I would have invited him to try because that 20 year-old was all muscle and always willing to test himself against his father.
That hand on his knee is ever present as it mine looks exactly like it so even if I wanted to forget the guy I would be unable to.
Fortunately that is not of any interest to me.
That is another conversation the younger Mr. Wilner and I had recently. We talked about kid who had been a jerk and how we found out the reason was because his dad would beat him up.
That has to be among the more difficult things a person has to face.
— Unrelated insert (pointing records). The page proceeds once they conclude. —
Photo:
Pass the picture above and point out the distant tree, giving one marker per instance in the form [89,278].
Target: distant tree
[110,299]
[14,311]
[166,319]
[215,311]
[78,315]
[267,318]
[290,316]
Shameful man.
Been one of those weeks where it feels like I have been working 27 hour days which is a neat trick since a day is only 24 hours long.
Made some big moves and accomplished quite a bit but I feel like I imagine Atlas must have.
If one has to choose between having the weight of the world on their shoulders or long legs wrapped around them the answer is always legs.
But we don’t always get to choose when some things happen so you keep going until you reach the other side.
I didn’t hit the gym today and that probably is impacting my mood a bit and why I feel that weight upon me. I thought about going but I was tired enough that I took a nap on the couch,.
Almost went afterwards but opted not to because I felt a little twinge the other day and figured I’d give myself one more day.
Got my cardio in anyway, but it is not easy not lifting.
Body misses that.
Tomorrow though is a new day and we’ll hit it hard because life is short and there are no guarantees. Live and love hard while you can.